In response to these challenges, various Dynamic Thermal Management (DTM) techniques have been proposed to mitigate the thermal concerns of processors [2] [3] [4] [5] [6] [7] [8] [9] [10] [15] [16] [17] [18] [20] [21] [22] [23] . DTM is a set of techniques that control processor temperature at run-time so that temperature does not go beyond the critical temperature threshold. By keeping the peak temperature lower than the critical temperature threshold, the chip lifetime is further improved, and the cooling cost, which is a challenge for green computing, decreases [2] . The other goal of efficient DTM techniques is to balance and minimize spatial thermal variation of the processor and avoid hotspots, which is defined as the maximum difference in temperature between the hottest and the coldest core. The benefits of minimizing spatial thermal variation of a processor are to reduce the peak temperature and temporal thermal variation and also to enhance and balance the aging of different cores in a multi-core processor [1] . DTM techniques are available at both hardware (HW) and software (SW) levels.
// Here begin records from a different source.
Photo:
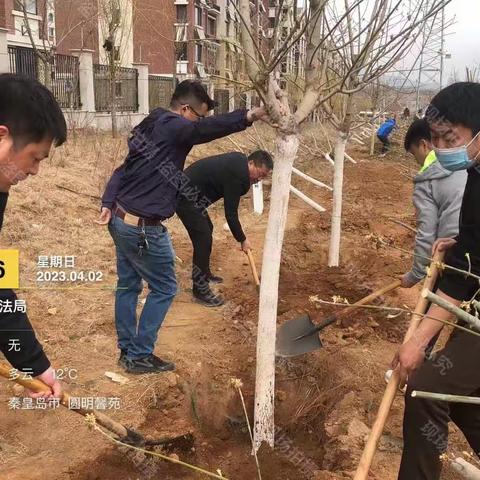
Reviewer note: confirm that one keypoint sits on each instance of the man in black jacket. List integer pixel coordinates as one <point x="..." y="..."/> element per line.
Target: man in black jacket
<point x="30" y="123"/>
<point x="454" y="120"/>
<point x="226" y="176"/>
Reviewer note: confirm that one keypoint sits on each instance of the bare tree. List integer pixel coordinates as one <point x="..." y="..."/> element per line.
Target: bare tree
<point x="116" y="20"/>
<point x="334" y="65"/>
<point x="46" y="45"/>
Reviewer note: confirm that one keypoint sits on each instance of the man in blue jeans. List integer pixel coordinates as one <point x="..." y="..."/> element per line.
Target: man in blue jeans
<point x="141" y="194"/>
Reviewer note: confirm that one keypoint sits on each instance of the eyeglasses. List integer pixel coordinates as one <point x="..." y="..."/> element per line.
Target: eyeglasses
<point x="194" y="111"/>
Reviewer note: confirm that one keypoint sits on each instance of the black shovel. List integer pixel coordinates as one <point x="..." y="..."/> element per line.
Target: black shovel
<point x="299" y="336"/>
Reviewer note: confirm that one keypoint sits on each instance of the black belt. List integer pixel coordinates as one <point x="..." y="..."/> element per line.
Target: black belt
<point x="131" y="219"/>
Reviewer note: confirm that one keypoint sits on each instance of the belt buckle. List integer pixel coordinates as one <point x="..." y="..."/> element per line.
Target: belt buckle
<point x="131" y="219"/>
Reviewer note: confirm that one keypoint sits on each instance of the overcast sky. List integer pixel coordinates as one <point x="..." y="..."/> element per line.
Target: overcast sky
<point x="464" y="42"/>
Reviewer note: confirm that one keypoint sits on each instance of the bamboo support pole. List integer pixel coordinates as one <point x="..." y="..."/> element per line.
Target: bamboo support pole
<point x="474" y="322"/>
<point x="445" y="397"/>
<point x="310" y="179"/>
<point x="394" y="382"/>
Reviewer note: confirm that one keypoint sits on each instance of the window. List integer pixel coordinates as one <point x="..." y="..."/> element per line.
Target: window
<point x="30" y="6"/>
<point x="198" y="16"/>
<point x="198" y="52"/>
<point x="118" y="89"/>
<point x="182" y="52"/>
<point x="212" y="27"/>
<point x="181" y="14"/>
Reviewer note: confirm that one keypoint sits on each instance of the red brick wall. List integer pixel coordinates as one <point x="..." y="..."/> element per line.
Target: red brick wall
<point x="153" y="34"/>
<point x="9" y="23"/>
<point x="76" y="25"/>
Stop-and-go is one of the primitive hardware-based DTM techniques, where a processor core enters into a sleep state at a temperature threshold and resumes execution once the temperature returns to the normal operating range [1] . Dynamic Voltage and Frequency Scaling (DVFS) is another hardware-based DTM technique [3] [4] [5] that dynamically adjusts the processor voltage and frequency to reduce power and temperature.
Another hardware-based DTM technique is power-gating to reduce leakage power via inserting sleep transistors between actual ground and virtual ground [6] . Although HW-based approaches decrease temperature and power consumption significantly, they degrade overall system performance due to longer execution time [1] . Software-based is another category of DTM techniques that consist of (a) task scheduling, (b) task migration, (c) idle cycle injection. The aim of task scheduling technique is to distribute tasks among different cores to prevent hot spots [7] [8] . Task migration is another technique that moves tasks from a hot core to an appropriate core to control and manage the overall temperature [9] [10] [11] [12] [13] . The major challenge of task migration is to find an appropriate target core to decrease the migration frequency while decreasing the temperature. Idle cycle injection technique periodically idles the processor through injecting idle cycles at the scheduler level [14] . By idling the processor for periods of time in-between regular program execution, it briefly enters low-power states and cools down. The significant benefit of software based DTM techniques is that they can reduce the temperature without dramatically performance degradation at any extra hardware cost.
To apply DTM techniques, one needs to measure the temperature of the processor and manage processors temperature efficiently. There are different approaches for cores and applications thermal measurement. Two well-known methods, named as CMOS thermal sensors and performance-counterbased (software-based) sensors [1] are used to measure processor's thermal patterns. Alongside, to characterize application's thermal behavior there are two ways including application thermal profiling and using performance counters [1] . Since application thermal profiling is an offline method, it cannot reflect the real thermal pattern of the processor and applications. Performance counters are mostly used for online application temperature characterization though they are inaccurate [15] . because the reason is that, some models and equations are required to convert the values of performance counters to the temperature. Moreover, reading different performance counters imposes significant overhead on application execution at run-time [1] . Therefore, recently proposed methods model overall core and application temperature with the aid of physical sensor and steady state temperature [16] [17] .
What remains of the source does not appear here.